Open XML - find and replace multiple placeholders in document template [duplicate]

I know there are many posts on SO about this topic, but none seems to treat this particular issue. I'm trying to make a small generic document generator POC. I'm using Open XML.

The code goes like this:

   private static void ReplacePlaceholders<T>(string templateDocumentPath, T templateObject)
        where T : class
    {

        using (var templateDocument = WordprocessingDocument.Open(templateDocumentPath, true))
        {
            string templateDocumentText = null;
            using (var streamReader = new StreamReader(templateDocument.MainDocumentPart.GetStream()))
            {
                templateDocumentText = streamReader.ReadToEnd();
            }

            var props = templateObject.GetType().GetProperties();
            foreach (var prop in props)
            {
                var regexText = new Regex($"{prop.Name}");
                templateDocumentText =
                    regexText.Replace(templateDocumentText, prop.GetValue(templateObject).ToString());
            }

            using var streamWriter = new StreamWriter(templateDocument.MainDocumentPart.GetStream(FileMode.Create));
                streamWriter.Write(templateDocumentText);
        }
    }

The code works as intended.
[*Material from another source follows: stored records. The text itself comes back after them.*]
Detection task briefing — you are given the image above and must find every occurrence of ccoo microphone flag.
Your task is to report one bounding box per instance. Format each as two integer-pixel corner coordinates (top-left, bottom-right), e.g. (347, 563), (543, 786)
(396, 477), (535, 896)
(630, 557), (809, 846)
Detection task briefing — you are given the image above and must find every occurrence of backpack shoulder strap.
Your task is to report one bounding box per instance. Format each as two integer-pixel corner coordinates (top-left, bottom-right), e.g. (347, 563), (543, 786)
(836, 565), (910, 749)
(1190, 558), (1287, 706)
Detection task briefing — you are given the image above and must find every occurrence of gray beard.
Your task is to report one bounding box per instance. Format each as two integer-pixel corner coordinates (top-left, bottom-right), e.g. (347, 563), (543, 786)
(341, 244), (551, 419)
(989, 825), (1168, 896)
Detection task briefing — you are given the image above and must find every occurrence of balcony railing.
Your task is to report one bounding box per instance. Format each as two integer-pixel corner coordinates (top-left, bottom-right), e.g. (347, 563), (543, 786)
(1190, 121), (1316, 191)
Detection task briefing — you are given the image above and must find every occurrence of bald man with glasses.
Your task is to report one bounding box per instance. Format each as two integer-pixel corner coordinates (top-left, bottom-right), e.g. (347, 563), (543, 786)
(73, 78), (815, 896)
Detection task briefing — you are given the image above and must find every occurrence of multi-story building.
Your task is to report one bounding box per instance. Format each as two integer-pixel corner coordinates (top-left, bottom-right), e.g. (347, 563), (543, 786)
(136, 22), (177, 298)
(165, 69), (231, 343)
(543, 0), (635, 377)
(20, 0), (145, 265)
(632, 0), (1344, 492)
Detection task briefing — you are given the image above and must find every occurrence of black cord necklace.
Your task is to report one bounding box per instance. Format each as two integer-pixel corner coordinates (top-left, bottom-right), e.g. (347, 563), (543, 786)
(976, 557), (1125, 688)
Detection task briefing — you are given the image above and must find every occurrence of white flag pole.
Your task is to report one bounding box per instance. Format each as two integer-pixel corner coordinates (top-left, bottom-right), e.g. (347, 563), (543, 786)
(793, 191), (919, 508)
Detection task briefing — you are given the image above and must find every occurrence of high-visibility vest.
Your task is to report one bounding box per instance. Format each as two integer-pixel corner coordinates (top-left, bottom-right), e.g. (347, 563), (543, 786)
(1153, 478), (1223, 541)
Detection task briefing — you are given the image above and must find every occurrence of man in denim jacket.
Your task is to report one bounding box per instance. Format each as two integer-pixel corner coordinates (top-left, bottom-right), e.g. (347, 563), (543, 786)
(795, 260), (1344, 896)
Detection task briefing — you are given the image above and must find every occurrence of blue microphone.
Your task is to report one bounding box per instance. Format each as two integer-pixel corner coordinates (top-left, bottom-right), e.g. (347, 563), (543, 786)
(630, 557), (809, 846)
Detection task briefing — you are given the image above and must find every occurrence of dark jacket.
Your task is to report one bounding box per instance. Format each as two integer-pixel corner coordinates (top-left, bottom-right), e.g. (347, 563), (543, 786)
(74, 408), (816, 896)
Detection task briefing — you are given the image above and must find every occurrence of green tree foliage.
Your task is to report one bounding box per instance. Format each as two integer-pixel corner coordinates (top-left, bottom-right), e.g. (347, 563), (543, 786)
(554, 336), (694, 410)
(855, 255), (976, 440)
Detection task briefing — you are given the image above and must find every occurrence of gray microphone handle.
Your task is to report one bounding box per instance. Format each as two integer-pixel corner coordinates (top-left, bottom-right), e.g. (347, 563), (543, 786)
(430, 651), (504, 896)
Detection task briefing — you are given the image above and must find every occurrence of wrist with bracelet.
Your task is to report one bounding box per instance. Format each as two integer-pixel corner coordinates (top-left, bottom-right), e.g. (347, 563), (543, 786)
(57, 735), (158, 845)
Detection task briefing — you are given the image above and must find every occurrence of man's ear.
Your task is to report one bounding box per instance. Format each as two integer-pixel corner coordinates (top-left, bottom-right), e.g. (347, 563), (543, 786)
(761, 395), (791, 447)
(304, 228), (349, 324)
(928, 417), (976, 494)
Problem is the following:

StreamReader.ReadToEnd() splits my placeholders between tags, so my Replace method, replaces only the words which won't get split.

In this case, my code will search for the word "Firstname" but will find "irstname" instead, so it won't replace it.

Is there any way to scan the whole .docx word by word and replace them?

(edit) A partial solution / workaround I found: - I noticed that you have to write the placeholder in the .docx at once (without reediting it). For example if I write "firstname", then come back and modify it to "Firstname" it will split the word into "F" "irstname". Without editng it will be unsplitted.

TLDR

In short words, the solution to your problem is to use the OpenXmlRegex utility class of the Open-Xml-PowerTools as demonstrated in the unit test further below.

WHY?

Using Open XML, you can represent the same text in multiple ways. If Microsoft Word is involved in creating that Open XML markup, the edits made to produce that text will play an important part. This is because Word keeps track of which edits were made in which editing session. So, for example, the w:p (Paragraph) elements shown in the following extreme scenarios represent precisely the same text. And anything between those two examples is possible, so any real solution must be able to deal with that.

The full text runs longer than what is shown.